Menteri Agraria dan Tata Ruang/Kepala Badan Pertanahan Nasional (ATR/BPN) Nusron Wahid mengungkapkan bahwa sertifikat tanah yang diterbitkan antara tahun 1961 hingga 1997 rentan diserobot. Masalah terletak pada kurangnya peta kadastral yang jelas, menyebabkan pemilik tanah sering kali tidak mengetahui lokasi tanah mereka. Hal ini membuat tanah tersebut rentan diserobot oleh pihak lain yang dapat mengakibatkan kerugian bagi pemiliknya.

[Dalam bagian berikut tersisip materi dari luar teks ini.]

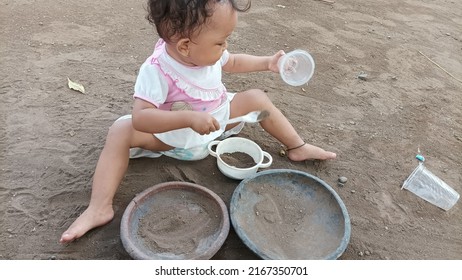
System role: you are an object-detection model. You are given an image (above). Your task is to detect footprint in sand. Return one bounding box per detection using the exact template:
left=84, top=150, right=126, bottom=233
left=254, top=195, right=282, bottom=224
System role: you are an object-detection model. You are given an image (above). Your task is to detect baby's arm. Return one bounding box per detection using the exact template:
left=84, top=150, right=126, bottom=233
left=223, top=50, right=285, bottom=73
left=128, top=98, right=220, bottom=135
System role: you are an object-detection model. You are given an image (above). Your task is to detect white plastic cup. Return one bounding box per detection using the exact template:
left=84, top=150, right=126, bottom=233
left=401, top=163, right=460, bottom=211
left=278, top=50, right=315, bottom=86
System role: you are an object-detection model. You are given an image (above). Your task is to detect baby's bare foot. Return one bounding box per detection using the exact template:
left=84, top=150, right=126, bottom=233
left=287, top=144, right=337, bottom=161
left=59, top=207, right=114, bottom=244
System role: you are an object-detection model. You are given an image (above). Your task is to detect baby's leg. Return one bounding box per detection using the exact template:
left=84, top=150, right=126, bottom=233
left=60, top=119, right=170, bottom=243
left=230, top=89, right=337, bottom=161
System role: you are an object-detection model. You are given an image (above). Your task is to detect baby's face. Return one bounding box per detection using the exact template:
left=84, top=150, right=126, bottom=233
left=189, top=2, right=237, bottom=66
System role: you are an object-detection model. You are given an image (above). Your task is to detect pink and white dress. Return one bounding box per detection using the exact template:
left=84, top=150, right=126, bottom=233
left=127, top=39, right=242, bottom=160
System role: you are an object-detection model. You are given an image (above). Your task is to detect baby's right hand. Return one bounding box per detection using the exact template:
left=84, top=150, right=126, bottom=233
left=191, top=112, right=220, bottom=135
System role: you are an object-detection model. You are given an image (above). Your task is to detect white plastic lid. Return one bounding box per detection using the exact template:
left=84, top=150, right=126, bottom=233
left=278, top=50, right=315, bottom=86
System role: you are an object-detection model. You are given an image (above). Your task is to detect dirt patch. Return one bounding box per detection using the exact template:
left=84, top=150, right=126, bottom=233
left=138, top=189, right=223, bottom=259
left=220, top=152, right=257, bottom=168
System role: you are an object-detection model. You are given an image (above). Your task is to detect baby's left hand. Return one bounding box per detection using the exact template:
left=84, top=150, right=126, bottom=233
left=268, top=50, right=286, bottom=73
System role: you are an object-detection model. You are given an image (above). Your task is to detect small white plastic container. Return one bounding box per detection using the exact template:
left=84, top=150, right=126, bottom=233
left=278, top=50, right=315, bottom=86
left=208, top=137, right=273, bottom=180
left=401, top=162, right=460, bottom=211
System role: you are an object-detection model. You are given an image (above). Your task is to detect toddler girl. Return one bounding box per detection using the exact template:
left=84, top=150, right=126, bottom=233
left=60, top=0, right=336, bottom=243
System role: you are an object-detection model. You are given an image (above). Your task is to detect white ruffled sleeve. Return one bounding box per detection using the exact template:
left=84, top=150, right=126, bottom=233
left=133, top=60, right=168, bottom=107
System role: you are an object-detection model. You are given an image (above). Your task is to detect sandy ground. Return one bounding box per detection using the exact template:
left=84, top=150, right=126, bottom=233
left=0, top=0, right=462, bottom=260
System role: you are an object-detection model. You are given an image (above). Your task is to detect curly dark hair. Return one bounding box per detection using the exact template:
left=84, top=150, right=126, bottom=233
left=146, top=0, right=251, bottom=42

Untuk mengatasi masalah ini, Nusron menekankan pentingnya mentransformasi sertifikat tanah tersebut menjadi versi elektronik. Ini bertujuan untuk memudahkan pemilik tanah dalam mengetahui lokasi dan batas tanah mereka, serta mengurangi risiko penyerobotan yang merugikan. Sistem koordinat dan aplikasi seperti BHUMI ATR/BPN juga diharapkan dapat membantu dalam penyelesaian sengketa pertanahan yang selama ini sulit diselesaikan karena keterbatasan informasi dan teknologi.
Pemahaman mengenai sertifikat tanah dan batas kepemilikan tanah menjadi krusial mengingat kompleksitas masalah pertanahan di Indonesia. Sertifikat tanah yang diterbitkan di masa lalu sering kali mengalami tumpang tindih, terutama di daerah padat penduduk seperti Jabodetabek. Dengan adanya transformasi ke sertifikat tanah elektronik, diharapkan masalah seperti perselisihan dan klaim tanah dapat diminimalisir, sehingga pemilik tanah dapat lebih merasa aman dan terlindungi.